Who do I think is correct?

It will be directly related to how much we borrow as a nation.

For Jeremy Siegel to be correct the government will have to borrow $2 trillion a year.

For John Mauldin to be correct we will only have to borrow $1 trillion a year.

Either scenario can be correct depending on how much debt our government creates. We could even create other scenarios by borrowing more money. $3 trillion, $4 trillion ... how much GDP growth do you want?

Both scenarios of Jeremy and John use debt, inflation, smoke and mirrors to solve our financial problems. Both of the scenarios will create bloated government and each will create huge distortions in the capital markets.

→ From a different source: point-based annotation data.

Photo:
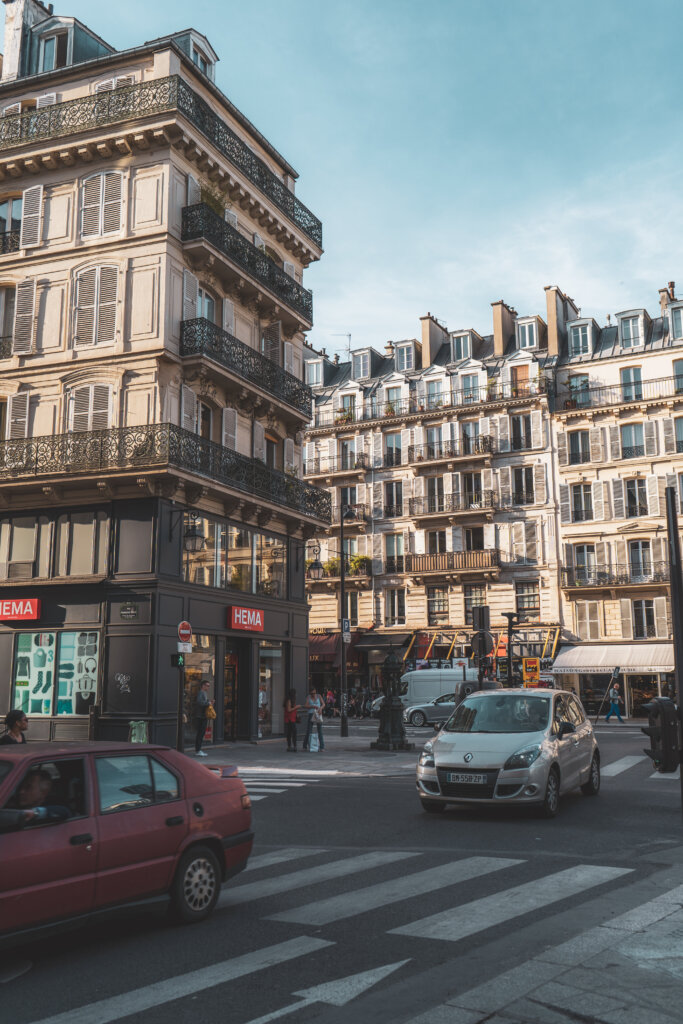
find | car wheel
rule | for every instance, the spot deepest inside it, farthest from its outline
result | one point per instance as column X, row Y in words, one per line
column 197, row 885
column 432, row 806
column 551, row 801
column 592, row 787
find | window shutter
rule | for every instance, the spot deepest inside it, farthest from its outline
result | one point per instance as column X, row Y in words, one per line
column 91, row 206
column 189, row 295
column 25, row 307
column 194, row 190
column 614, row 442
column 259, row 440
column 228, row 316
column 660, row 616
column 113, row 193
column 562, row 457
column 669, row 436
column 188, row 409
column 540, row 483
column 627, row 621
column 32, row 217
column 109, row 281
column 565, row 508
column 17, row 416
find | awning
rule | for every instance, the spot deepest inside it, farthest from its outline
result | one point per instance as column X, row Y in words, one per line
column 370, row 640
column 641, row 657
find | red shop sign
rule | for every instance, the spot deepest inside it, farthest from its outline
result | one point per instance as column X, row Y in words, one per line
column 23, row 608
column 246, row 619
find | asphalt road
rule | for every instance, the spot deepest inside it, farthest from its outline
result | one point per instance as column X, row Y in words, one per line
column 377, row 911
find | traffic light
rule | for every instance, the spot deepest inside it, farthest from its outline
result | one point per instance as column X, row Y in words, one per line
column 663, row 728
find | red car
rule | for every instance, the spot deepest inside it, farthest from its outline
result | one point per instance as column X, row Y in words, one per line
column 85, row 826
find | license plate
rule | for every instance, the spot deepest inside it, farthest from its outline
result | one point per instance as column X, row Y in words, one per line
column 466, row 778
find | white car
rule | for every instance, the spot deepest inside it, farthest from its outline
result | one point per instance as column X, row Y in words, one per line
column 517, row 745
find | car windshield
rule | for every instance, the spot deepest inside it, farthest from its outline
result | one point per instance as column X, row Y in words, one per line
column 504, row 713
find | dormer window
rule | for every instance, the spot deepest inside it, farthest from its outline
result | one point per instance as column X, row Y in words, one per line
column 404, row 357
column 526, row 335
column 460, row 347
column 360, row 366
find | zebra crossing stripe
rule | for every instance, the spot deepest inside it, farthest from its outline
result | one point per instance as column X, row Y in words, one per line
column 371, row 898
column 309, row 877
column 469, row 919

Why are both outcomes equally distasteful? Because our country's financial problems are already systemic and as a nation we just don't care. We have more debt financed at lower interest rates than anytime in our nation's history. The Federal Reserve has made a huge bet that it can create inflation to get our country out of this monstrous debt. The bet is premised on creating enough additional debt to force inflation so we will be able to pay off the monstrous debt that we already hold.

How monstrous is this debt?

The most recent Flow of Funds information from the Federal Reserve shows that the net holding value of homes with a mortgage is zero. Yes zero. $10 trillion of mortgages netted against a housing value of $10 trillion is zero for homes with a mortgage.

It is very odd to think that if you take out the subset of people that own their home outright then our housing stock is worthless. Of course as an accountant I might tend to value it at less than zero due to the $600 billion in sales commissions to exit this worthless $10 trillion investment.

Strike One.

Presently our banks are allowing hundreds of thousands of speculators to live in houses without paying mortgage payments. These squatters have been living in the homes for as long as two years before the bank will start to foreclose. The banks are doing this because if they foreclosed on everyone right now then their balance sheets would be insolvent. Presently The Federal Reserve is funneling trillions of dollars of taxpayer money(future debt) to the insolvent banks so the banks can allow the speculators to occupy the bank owned homes. This government debt also allows the banks to give out record bonuses this year.

Strike Two.

Presently the banks are not lending enough money to keep real estate prices in a bubble. Wall Street and housing speculators don't want to give back the false profits of the real estate bubble. Therefore the government is creating more debt through Fannie Mae and Freddie Mac to keep the bubble prices propped up. This will cost hundreds of billions in the next few years as Fannie and Freddie make bad loans to the next wave of speculators in this insolvent market.

Strike Three.

So the group of people that have mortgages on their homes are insolvent. The banks are insolvent and our government is insolvent. The only thing that is keeping this game going is debt.

Wall Street economists have already made the policy decisions for our nation. Negative GDP is not an option. Affordable homes are not an option. Lower prices are not an option. Losses for speculators are not an option. Sound government is not an option.

Whatever GDP number we get for the forth quarter will be smoke and mirrors. A large amount of debt by the government to create a small amount of growth for our economy. It really does not make sense. Unless or course you are a Wall Street economist.